In some parts of Africa, these challenges are nipped in the bud before they become a major setback for the educational system. For example, in Kenya, girls are asked to cut their hair very low to avoid the embarrassment of not having money or a hairstylist to plait their hair for the week.
In Uganda, girls are given free sanitary pads in school when their menstruation is flowing and are even allowed to take two of them home so there will not be the excuse of not having a fresh one in the morning for the start of a new school day.
A school uniform is one of the biggest challenges in Africa that keeps children from going to school. Some parents are able to afford only one set of uniform, and the child is asked to wash it as soon as she comes home from school so that it will be dry by the next school day. But because of the cheap material that is used to sew the uniforms, the color begins to fade, the uniform starts to tear and in some instances, the zipper and buttons begin dropping off from too much washing. Before a school semester ends, a child is powerless, with no uniform to continue into the second semester. They end up either going to school whenever they can or dropping out completely.
The question posed by most community members is: How can the Liberian education sector help this situation when the fabric is not free, but is the reason for more than a 3rd of the absences in schools?
“My daughter is always fortunate to go to school for first semester, but by the time second semester comes around, her uniform is spoiled. So we make her stay home until we can patch up the tear areas, zipper and so on. But most often the school sends her home whenever we try to make her uniform look right. So when that happens, we keep her home. She is now 15 in 5th grade,” stated Ms.

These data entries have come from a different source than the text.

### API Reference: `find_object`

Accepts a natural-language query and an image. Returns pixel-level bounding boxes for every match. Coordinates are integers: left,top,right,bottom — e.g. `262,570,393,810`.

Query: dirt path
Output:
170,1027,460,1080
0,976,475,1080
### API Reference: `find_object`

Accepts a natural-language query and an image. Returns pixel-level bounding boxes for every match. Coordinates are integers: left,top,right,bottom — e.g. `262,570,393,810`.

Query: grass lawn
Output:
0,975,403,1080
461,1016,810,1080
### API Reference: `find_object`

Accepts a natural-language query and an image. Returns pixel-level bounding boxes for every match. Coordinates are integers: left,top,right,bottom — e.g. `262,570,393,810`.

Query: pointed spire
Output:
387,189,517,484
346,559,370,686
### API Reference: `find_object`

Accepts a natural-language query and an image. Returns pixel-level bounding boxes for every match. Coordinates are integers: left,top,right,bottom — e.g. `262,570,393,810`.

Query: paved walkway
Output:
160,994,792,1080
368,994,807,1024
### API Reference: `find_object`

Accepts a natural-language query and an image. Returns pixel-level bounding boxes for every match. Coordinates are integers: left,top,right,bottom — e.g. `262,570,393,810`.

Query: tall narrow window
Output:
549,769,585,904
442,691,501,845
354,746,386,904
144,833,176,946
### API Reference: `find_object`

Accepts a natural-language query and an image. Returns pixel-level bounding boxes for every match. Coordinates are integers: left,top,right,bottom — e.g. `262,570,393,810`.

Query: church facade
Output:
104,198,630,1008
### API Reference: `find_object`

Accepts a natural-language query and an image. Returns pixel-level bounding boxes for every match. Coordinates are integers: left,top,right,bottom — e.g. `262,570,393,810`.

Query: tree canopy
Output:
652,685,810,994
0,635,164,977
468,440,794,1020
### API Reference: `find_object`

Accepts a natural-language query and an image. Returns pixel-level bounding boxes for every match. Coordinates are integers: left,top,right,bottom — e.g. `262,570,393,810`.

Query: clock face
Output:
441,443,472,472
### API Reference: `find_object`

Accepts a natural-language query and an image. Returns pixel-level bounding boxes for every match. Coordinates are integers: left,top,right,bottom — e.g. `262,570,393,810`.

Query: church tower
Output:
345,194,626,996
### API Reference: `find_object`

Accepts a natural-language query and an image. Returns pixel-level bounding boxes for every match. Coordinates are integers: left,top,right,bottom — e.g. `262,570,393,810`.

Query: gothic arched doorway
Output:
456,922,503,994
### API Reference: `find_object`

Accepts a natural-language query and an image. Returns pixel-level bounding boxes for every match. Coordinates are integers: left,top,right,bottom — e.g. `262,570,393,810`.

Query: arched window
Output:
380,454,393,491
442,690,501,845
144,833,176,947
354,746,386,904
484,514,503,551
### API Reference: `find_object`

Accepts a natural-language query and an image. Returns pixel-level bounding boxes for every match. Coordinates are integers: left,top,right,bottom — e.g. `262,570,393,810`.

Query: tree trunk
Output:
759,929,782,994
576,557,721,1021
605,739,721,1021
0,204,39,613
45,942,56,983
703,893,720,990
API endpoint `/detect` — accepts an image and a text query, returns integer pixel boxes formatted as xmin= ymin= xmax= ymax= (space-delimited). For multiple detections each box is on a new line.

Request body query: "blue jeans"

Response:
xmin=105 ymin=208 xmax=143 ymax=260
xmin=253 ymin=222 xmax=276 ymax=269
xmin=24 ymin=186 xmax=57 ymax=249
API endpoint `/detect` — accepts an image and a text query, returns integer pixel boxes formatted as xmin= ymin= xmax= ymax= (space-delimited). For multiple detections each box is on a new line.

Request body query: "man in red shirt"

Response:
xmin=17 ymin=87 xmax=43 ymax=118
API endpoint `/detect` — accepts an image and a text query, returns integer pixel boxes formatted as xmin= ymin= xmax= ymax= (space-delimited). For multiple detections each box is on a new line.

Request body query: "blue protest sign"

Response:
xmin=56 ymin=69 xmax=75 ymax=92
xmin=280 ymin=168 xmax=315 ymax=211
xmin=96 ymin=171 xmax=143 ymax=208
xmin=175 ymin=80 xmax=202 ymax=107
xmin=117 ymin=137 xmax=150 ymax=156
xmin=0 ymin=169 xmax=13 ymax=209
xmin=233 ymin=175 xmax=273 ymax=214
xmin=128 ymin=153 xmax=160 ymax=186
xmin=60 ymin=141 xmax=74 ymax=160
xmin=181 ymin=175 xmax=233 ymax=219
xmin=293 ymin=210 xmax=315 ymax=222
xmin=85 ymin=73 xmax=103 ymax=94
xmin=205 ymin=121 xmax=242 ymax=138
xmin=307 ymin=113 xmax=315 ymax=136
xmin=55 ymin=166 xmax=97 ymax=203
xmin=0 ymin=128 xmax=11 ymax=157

Cecilia of Unification Town.
Some community members have suggested that government schools should provide a pair of uniforms for each child that gets enrolled, something that is very relevant to making sure students don’t drop out.
“This new school year should have stipulations and accommodations like all girls should cut their hair low so they don’t have to stay home because their hair is too short to plait or they can’t afford the L$50 to plait it. The government should look into this uniform problem since they are trying to figure out why so many girls drop out of school before the year ends. These are two of the three major reasons and government needs to address them,” she added.